Seven scholars of history, journalism, and the First Amendment’s free press clause filed a brief in Moody v. NetChoice and NetChoice v. Paxton, a set of cases involving constitutional challenges to the editorial policies of social media websites. The brief, which supports the websites’ claims to have First Amendment rights to editorial discretion, examines the history of printers and press freedom. According to these scholars, social media sites’ discretion to determine what content to distribute today is analogous to the constitutionally protected discretion to publish enjoyed by printers, the press, and others during the founding era. The opinion is available here.

Securities and Exchange Commission v. Jarkesy

A historian of constitutional law and early America filed a brief in Securities and Exchange Commission v. Jarkesy, a constitutional challenge to the removal protections for the SEC’s administrative judges.
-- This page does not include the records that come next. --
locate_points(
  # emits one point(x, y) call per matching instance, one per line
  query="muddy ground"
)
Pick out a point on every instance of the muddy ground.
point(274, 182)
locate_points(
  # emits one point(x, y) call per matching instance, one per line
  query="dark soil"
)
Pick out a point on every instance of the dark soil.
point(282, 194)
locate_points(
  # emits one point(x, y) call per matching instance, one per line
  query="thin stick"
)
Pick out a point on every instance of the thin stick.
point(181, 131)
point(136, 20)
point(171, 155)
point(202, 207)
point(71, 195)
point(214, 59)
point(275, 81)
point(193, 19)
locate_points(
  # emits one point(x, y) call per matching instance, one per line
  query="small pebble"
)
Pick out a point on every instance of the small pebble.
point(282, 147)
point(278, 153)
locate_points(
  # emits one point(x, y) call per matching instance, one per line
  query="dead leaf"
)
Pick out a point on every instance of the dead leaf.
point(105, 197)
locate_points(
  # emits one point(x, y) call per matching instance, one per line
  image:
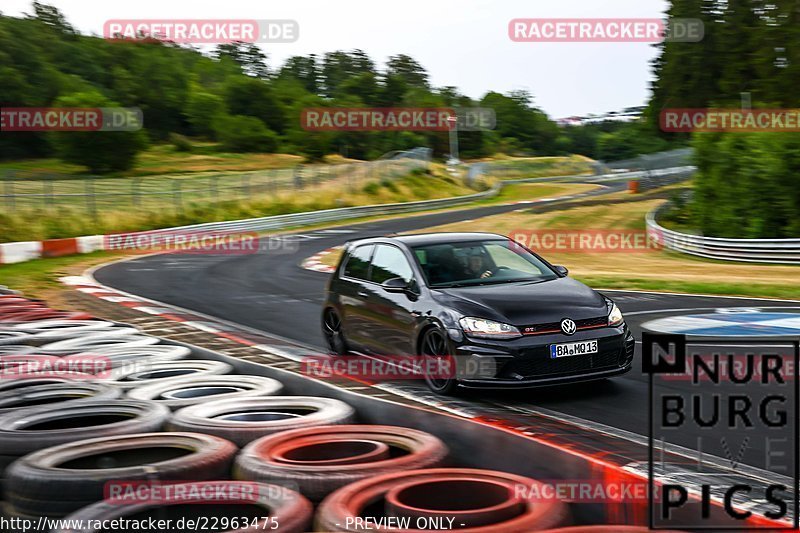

The brief, which supports the constitutionality of the removal protections, explains that the original understanding of the president’s removal power was not unfettered. Rather, the history of pre-founding England and the early United States reveals that insulating executive officials from removal — like the SEC judges here — was understood to be consistent with the notions of executive power enshrined in the Constitution. The opinion is available here.

United States Department of State v. Muñoz

Eight immigration history and law scholars filed a brief in United States Department of State v. Muñoz, a case that considers whether the federal government’s decision to refuse a visa to a non-citizen spouse of a U.S. citizen impinges on that citizen’s constitutionally protected interests. This brief, which argues that a citizen’s right to petition for a noncitizen spouse is constitutionally protected, examines historical immigration policies to illustrate the nation’s long-standing commitment and deeply-rooted interest in family reunification. The brief explains that even in times of significant immigration restrictions, immigration policies made exceptions and granted special accommodations for immediate family members. The opinion is available here.

Moore v. United States

Nine scholars of tax law and legal history filed a brief in Moore v. United States, a constitutional challenge to Congress’s authority to tax unrealized income. This brief, which argues that the Constitution does grant Congress this power, examines relevant historical context relevant to understanding the meaning of “income” in the text of the 16th Amendment. It concludes, among other things, that the original meaning of “income” included unrealized gains, and that contrary precedent should be overturned. The opinion is available here.